Who has the power, the authority to fix the moment when a major public event can start? In broadcast events, such as the Proms, where all of the concerts are broadcast on Radio 3 and many are televised, the bigger, virtual audience puts the media in the driving seat. The radio or TV producer holds sway - up to the moment when the conductor steps out into the hall.

It's more extreme than that in sport, of course. For many years, it's been obvious: the media, and Sky TV in particular rule down to the finest detail. The referee and the players in a soccer match are obliged to wait in place on the pitch for the nod from the TV producer. The ad break has to be over before the starting whistle can be blown. Perhaps, after the momentous events of this week, even that balance of power may start to change....

At least in music, once the conductor is onstage, the autonomy to set things in motion and to run the show should reside with him or her. That's the theory. But Myung Whun Chung appears to be different. He is just as happy to give that prerogative away. In two of the three works of Prom 6 last night, Chung just stood back for the openings, and allowed his fine wind soloists to pick their moments for themselves.

The principal french horn in Weber's Oberon overture played his pianissimo opening sweetly enough. But a near-capacity Proms audience, still frantically busy getting itself comfortable and its impedimenta in place, was not the context for Weber's diaphanous orchestral textures from the land of the fairies to be heard, let alone savoured.

By contrast, Chung's - and our - wait for the bassoonist to pick his moment to start Stravinsky's Rite of Spring was well worth it. The unique and ghostly sound of a French “basson” made that moment stand out, and ushered in a performance of the work which had both bite and character.

Chung's tendency to just let things happen did not just affect the beginnings of works. In the main piece of the first half, the Brahms Double concerto, with a cautious beat, his stick often pointing to the floor, Chung appeared content to allow his soloists, Renaud Capucon on violin and Gautier Capucon on cello, to linger, to rubato their own sweet way through the work.

Perhaps this approach comes from Chung's unique perspective on the Brahms concerto. With a violinist and a cellist for his older sisters, Chung's conductor role in that work will also have been the subservient kid brother role for most of his life.
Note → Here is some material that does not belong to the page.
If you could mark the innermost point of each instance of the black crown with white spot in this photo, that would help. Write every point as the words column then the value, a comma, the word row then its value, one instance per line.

The character of this Prom performance was very unlike that of his fine 2007 recording with the Capucons, which instead of the Orchestre Philharmonique de Radio France, precise but cautious, has the youthful, going-for-it Mahler Chamber Orchestra.

That recording feels closer to the spirit of the work than last night's performance, which had a tendency to retreat into the “innig” (German for an introspective state of mind.) Brahms' concerto, his last work for orchestra, is a huge leap forwards from the earlier, fey Schumann cello concerto in the same key of A minor, and much more in the character of the Dvorak concerto of 1895, which Brahms called "a real piece, a male piece."

Brahms' mode of discourse from the outset is heroic, extrovert. The opening cello salvo covers virtually the whole of the four octave range of the instrument. It stands as a statement of intent to be anything-but-Schumann. The boldness and assertiveness of the work went missing somewhere in the Albert Hall last night. Indeed the two soloists were to keep their most convincing and mutually supportive playing last night for their first half encore, Halvorsen's virtuoso arrangement of Handel's Chaconne.

The highlight of the evening was Stravinsky's Rite of Spring, which Chung- as he had done throughout the concert - conducted from memory. As Stephen Walsh writes, in the superb programme note for last night's programme, the music carries a “violent charge because of the context and the force of delivery.” The Orchestre Philharmonique, propelled by its excellent percussion section, at last came into its own.